In this case, there are multiple meta directories in the top level.  If you want to search all of the OE meta data, you need to instruct your search tool to exclude the build directory.  Additionally, the build directory is dynamically generated, which includes the conf directory.  If you want to completely reset your build, you need to clean several directories in the build directory.  For a production build, you need some of the conf files to be in revision control; therefore, they are more difficult to manage when they are dynamically generated, or copied from another location.  Why not move conf to the top and use it there?

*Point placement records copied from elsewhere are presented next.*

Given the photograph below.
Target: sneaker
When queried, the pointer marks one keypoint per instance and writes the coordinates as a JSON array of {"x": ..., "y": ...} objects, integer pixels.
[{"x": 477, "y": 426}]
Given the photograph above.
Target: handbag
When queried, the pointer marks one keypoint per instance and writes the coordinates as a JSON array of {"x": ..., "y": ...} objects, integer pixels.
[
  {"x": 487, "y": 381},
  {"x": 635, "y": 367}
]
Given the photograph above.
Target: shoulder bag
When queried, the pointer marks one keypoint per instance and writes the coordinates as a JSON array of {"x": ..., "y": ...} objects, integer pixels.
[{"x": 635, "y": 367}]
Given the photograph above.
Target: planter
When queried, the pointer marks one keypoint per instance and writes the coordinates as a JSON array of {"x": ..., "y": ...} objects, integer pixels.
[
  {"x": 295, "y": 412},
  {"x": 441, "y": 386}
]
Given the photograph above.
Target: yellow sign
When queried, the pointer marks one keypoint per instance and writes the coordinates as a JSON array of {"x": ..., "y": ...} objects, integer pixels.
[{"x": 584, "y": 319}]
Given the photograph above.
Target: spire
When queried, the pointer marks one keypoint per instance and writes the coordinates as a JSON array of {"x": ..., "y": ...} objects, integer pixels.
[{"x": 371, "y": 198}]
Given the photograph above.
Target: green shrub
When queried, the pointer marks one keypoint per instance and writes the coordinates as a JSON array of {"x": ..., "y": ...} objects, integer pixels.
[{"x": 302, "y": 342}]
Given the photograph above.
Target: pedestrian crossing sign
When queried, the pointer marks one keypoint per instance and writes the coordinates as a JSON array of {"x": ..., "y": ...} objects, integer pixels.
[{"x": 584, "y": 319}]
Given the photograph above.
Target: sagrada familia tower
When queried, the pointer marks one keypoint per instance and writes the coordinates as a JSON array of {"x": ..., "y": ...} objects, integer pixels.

Most decisions are tradeoffs, so there may be good reasons for the Poky directory structure.  For a reference (demo) distro, simplicity and ease of setup may be valued over reproducibility.  For production builds (builds used in products), rock solid reproducability is important.  To get that, you need:

  • all source and configuration is locked down in version control
  • a build should be a minimal number of steps: checkout source, a very simple setup/configuration step, and then a build command.  There should be no complex scripts that copy files around that may be modified later, or manual steps.
  • the output is ready to program into the target.  There are no manual post processing steps.
  • keep things as simple as possible.

The separation of source and build can also be used/observed with many other build systems.  With CMake, if you have a project directory named myproject, you can do something like:

mkdir myproject-build
cd myproject-build
cmake ../myproject

Qt Creator also sets up a separate build directory by default.

With the linux kernel, you can specify a separate build directory with the ‘O’ option:

cd linux
mkdir ../linux-build
make O=../linux-build

Think about directory structure — it can make a difference.